I want to one-hot encode this as a 2D array:

b = array([[0,1,0,0], [1,0,0,0], [0,0,0,1]])

0

    509

    Create a zeroed array b with enough columns, i.e. a.max() + 1.
    Then, for each row i, set the a[i]th column to 1.

    >>> a = np.array([1, 0, 3])
    >>> b = np.zeros((a.size, a.max() + 1))
    >>> b[np.arange(a.size), a] = 1
    
    >>> b
    array([[ 0.,  1.,  0.,  0.],
           [ 1.,  0.,  0.,  0.],
           [ 0.,  0.,  0.,  1.]])
    

    6

    • 14

      @JamesAtwood it depends on the application but I’d make the max a parameter and not calculate it from the data.

      Feb 8, 2016 at 20:40

    • 8

      what if ‘a’ was 2d? and you want a 3-d one-hot matrix?

      – A.D

      Oct 18, 2017 at 22:39

    • 14

      Can anyone point to an explanation of why this works, but the slice with [:, a] does not?

      – N. McA.

      Feb 16, 2018 at 19:40

    • 4

      @ A.D. Solution for the 2d -> 3d case: stackoverflow.com/questions/36960320/…

      Sep 29, 2018 at 2:37

    • You can also use scipy.sparse.

      – mathtick

      Apr 8, 2019 at 20:17

    252

    >>> values = [1, 0, 3]
    >>> n_values = np.max(values) + 1
    >>> np.eye(n_values)[values]
    array([[ 0.,  1.,  0.,  0.],
           [ 1.,  0.,  0.,  0.],
           [ 0.,  0.,  0.,  1.]])
    

    6

    • 15

      This solution is the only one useful for an input N-D matrix to one-hot N+1D matrix.
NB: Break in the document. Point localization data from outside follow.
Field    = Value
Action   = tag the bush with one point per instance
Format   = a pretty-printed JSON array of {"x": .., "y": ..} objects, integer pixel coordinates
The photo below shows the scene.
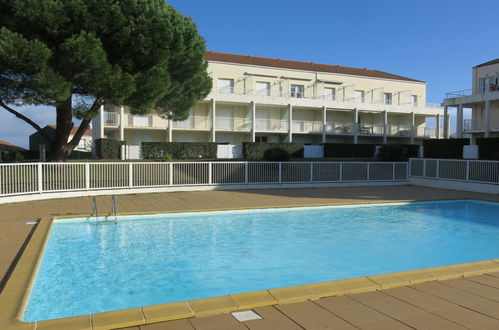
[
  {"x": 276, "y": 154},
  {"x": 488, "y": 148},
  {"x": 258, "y": 150},
  {"x": 444, "y": 148},
  {"x": 179, "y": 150},
  {"x": 348, "y": 150},
  {"x": 108, "y": 148}
]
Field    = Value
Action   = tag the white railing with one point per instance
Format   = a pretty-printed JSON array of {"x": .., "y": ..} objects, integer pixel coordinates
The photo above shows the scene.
[
  {"x": 307, "y": 126},
  {"x": 475, "y": 171},
  {"x": 111, "y": 118},
  {"x": 41, "y": 178}
]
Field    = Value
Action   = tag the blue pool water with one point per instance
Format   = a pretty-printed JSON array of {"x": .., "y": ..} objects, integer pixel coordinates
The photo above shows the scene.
[{"x": 91, "y": 267}]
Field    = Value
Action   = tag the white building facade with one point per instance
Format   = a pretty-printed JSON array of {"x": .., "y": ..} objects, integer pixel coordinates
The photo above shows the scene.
[
  {"x": 260, "y": 99},
  {"x": 482, "y": 98}
]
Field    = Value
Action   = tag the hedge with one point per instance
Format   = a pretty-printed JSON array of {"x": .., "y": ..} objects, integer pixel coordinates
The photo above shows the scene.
[
  {"x": 488, "y": 148},
  {"x": 257, "y": 150},
  {"x": 444, "y": 148},
  {"x": 179, "y": 150},
  {"x": 108, "y": 148},
  {"x": 347, "y": 150}
]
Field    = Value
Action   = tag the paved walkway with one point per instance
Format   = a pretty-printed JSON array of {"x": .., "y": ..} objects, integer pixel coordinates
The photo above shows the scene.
[{"x": 16, "y": 223}]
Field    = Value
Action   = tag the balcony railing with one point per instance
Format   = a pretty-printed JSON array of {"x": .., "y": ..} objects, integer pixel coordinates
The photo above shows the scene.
[
  {"x": 232, "y": 123},
  {"x": 111, "y": 118},
  {"x": 193, "y": 122},
  {"x": 271, "y": 125},
  {"x": 307, "y": 126}
]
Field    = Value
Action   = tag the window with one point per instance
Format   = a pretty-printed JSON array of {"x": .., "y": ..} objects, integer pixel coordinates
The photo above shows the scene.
[
  {"x": 387, "y": 98},
  {"x": 487, "y": 84},
  {"x": 329, "y": 93},
  {"x": 226, "y": 86},
  {"x": 262, "y": 88},
  {"x": 414, "y": 100},
  {"x": 297, "y": 91},
  {"x": 359, "y": 96}
]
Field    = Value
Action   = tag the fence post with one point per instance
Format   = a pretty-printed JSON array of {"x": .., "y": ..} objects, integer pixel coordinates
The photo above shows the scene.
[
  {"x": 87, "y": 176},
  {"x": 40, "y": 178},
  {"x": 209, "y": 173},
  {"x": 130, "y": 175},
  {"x": 246, "y": 172},
  {"x": 170, "y": 174}
]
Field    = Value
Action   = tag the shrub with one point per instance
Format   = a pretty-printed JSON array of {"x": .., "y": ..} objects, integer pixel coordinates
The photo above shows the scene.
[
  {"x": 257, "y": 150},
  {"x": 276, "y": 154},
  {"x": 179, "y": 150},
  {"x": 108, "y": 148},
  {"x": 444, "y": 148}
]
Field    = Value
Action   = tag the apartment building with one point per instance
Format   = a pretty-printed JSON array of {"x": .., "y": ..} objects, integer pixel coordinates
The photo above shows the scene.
[
  {"x": 482, "y": 98},
  {"x": 275, "y": 100}
]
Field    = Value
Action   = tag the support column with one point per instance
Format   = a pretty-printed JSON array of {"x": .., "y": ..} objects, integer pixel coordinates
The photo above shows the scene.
[
  {"x": 437, "y": 126},
  {"x": 385, "y": 127},
  {"x": 253, "y": 120},
  {"x": 487, "y": 118},
  {"x": 356, "y": 126},
  {"x": 459, "y": 126},
  {"x": 324, "y": 123},
  {"x": 212, "y": 113},
  {"x": 413, "y": 128},
  {"x": 446, "y": 122},
  {"x": 122, "y": 123}
]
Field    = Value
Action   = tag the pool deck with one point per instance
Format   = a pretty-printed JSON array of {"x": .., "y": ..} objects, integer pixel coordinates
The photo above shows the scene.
[{"x": 468, "y": 302}]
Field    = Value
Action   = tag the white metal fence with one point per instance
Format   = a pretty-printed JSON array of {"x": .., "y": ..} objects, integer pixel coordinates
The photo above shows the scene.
[
  {"x": 39, "y": 178},
  {"x": 477, "y": 171}
]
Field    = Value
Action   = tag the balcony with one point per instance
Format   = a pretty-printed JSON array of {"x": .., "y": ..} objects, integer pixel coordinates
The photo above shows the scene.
[
  {"x": 304, "y": 126},
  {"x": 340, "y": 128},
  {"x": 193, "y": 122},
  {"x": 271, "y": 125},
  {"x": 232, "y": 124},
  {"x": 111, "y": 119}
]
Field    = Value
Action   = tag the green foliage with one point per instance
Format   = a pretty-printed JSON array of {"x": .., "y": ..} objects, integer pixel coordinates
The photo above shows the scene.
[
  {"x": 108, "y": 148},
  {"x": 276, "y": 154},
  {"x": 257, "y": 150},
  {"x": 179, "y": 150},
  {"x": 11, "y": 156}
]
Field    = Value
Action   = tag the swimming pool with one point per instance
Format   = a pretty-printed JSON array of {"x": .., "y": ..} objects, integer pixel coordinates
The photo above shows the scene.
[{"x": 91, "y": 267}]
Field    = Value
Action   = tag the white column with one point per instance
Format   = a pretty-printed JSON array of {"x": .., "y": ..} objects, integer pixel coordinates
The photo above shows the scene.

Example: input_matrix=np.asarray([[0,1,1] , [1,1,2]]) ; np.eye(3)[input_matrix] # output 3D tensor

      – Isaías

      Mar 21, 2017 at 16:06


    • 10

      +1 because this should be preferred over the accepted solution. For a more general solution though, values should be a Numpy array rather than a Python list, then it works in all dimensions, not only in 1D.

      – Alex

      Oct 21, 2017 at 20:32

    • 14

      Note that taking np.max(values) + 1 as number of buckets might not be desirable if your data set is say randomly sampled and just by chance it may not contain max value. Number of buckets should be rather a parameter and assertion/check can be in place to check that each value is within 0 (incl) and buckets count (excl).
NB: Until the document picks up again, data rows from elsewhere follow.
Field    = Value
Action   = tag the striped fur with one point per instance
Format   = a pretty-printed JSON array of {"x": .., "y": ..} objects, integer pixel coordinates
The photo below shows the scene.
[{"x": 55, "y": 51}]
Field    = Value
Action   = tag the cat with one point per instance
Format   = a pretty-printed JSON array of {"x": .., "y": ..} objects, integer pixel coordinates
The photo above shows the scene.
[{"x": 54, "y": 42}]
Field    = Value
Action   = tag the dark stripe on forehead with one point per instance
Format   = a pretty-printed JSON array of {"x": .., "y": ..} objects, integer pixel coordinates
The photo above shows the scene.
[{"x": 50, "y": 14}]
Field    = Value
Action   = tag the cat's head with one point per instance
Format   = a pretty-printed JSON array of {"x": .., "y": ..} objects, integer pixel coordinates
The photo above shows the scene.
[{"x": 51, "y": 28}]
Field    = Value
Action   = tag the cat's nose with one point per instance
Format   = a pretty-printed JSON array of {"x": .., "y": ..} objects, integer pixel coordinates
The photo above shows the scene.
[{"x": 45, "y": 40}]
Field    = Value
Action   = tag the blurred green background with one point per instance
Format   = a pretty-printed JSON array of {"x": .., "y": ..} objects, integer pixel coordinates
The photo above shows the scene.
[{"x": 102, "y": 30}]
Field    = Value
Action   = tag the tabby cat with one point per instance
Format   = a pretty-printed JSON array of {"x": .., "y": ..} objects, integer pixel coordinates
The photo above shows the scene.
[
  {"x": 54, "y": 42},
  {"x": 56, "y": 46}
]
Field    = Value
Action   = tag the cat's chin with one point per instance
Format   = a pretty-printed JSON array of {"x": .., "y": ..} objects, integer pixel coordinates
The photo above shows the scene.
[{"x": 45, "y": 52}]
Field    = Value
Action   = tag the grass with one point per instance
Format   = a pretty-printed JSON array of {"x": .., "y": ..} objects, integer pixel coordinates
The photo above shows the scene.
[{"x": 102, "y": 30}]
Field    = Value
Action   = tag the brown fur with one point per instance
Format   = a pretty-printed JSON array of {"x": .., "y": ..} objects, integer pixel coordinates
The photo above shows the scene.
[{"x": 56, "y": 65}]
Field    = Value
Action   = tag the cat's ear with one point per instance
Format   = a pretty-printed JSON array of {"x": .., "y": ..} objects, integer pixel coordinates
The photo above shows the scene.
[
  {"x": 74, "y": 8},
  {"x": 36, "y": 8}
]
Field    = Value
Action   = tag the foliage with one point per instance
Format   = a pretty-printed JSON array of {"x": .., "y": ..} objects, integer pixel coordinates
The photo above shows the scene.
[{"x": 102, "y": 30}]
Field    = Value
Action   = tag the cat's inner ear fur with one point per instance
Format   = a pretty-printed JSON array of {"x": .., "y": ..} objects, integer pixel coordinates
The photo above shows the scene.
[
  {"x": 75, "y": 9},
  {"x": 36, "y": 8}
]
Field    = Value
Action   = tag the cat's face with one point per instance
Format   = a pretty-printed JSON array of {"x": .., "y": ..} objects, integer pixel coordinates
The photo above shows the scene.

      Jan 19, 2018 at 3:46

    • 3

      To me this solution is the best and can be easily generalized to any tensor: def one_hot(x, depth=10): return np.eye(depth)[x]. Note that giving the tensor x as index returns a tensor of x.shape eye rows.
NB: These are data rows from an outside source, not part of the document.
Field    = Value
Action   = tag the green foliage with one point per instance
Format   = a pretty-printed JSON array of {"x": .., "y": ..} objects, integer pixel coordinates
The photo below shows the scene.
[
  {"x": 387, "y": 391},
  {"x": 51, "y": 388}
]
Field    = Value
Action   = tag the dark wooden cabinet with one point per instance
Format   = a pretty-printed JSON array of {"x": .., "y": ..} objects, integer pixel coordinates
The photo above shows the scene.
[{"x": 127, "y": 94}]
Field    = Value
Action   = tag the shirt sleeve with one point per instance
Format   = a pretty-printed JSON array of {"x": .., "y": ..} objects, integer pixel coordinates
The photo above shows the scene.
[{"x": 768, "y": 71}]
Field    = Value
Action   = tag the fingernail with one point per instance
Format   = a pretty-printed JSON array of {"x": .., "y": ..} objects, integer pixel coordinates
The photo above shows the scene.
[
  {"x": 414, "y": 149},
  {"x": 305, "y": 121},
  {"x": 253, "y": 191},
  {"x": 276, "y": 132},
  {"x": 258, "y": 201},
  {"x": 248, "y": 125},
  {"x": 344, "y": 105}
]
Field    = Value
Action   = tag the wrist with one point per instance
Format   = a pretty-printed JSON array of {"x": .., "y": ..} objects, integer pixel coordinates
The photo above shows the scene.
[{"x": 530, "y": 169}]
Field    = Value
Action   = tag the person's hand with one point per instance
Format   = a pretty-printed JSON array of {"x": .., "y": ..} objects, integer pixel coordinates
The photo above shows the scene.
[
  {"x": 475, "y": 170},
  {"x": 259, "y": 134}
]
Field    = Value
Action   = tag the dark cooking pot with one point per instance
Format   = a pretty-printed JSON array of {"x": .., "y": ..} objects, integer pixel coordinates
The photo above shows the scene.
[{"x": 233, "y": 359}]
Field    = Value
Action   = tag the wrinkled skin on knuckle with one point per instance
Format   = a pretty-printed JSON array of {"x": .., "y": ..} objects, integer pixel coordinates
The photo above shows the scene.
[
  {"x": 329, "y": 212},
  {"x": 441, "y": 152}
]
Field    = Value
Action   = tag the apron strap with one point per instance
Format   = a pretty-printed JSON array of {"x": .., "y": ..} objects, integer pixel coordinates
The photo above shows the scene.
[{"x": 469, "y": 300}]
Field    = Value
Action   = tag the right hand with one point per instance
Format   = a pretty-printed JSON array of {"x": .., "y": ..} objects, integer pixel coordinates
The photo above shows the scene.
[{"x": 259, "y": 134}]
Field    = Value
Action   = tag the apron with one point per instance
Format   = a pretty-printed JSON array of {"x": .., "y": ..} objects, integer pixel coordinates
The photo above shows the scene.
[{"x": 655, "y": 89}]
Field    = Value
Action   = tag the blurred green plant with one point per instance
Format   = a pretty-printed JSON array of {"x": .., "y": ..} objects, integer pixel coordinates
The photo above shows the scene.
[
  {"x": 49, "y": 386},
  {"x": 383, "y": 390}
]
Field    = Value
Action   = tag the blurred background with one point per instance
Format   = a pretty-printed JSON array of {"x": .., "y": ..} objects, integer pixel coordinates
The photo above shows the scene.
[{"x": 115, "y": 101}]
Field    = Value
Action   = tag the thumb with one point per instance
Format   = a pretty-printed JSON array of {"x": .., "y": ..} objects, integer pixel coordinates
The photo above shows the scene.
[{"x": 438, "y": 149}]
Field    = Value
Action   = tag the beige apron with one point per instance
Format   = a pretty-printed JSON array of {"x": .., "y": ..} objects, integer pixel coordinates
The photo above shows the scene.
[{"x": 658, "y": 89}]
      Mar 27, 2018 at 7:37


    • 9

      Easy way to “understand” this solution and why it works for N-dims (without reading numpy docs): at each location in the original matrix (values), we have an integer k, and we “put” the 1-hot vector eye(n)[k] in that location. This adds a dimension because we’re “putting” a vector in the location of a scalar in the original matrix.

      – avivr

      Sep 24, 2019 at 14:08

    51

    In case you are using keras, there is a built in utility for that:

    from keras.utils.np_utils import to_categorical   
    
    categorical_labels = to_categorical(int_labels, num_classes=3)
    

    And it does pretty much the same as @YXD’s answer (see source-code).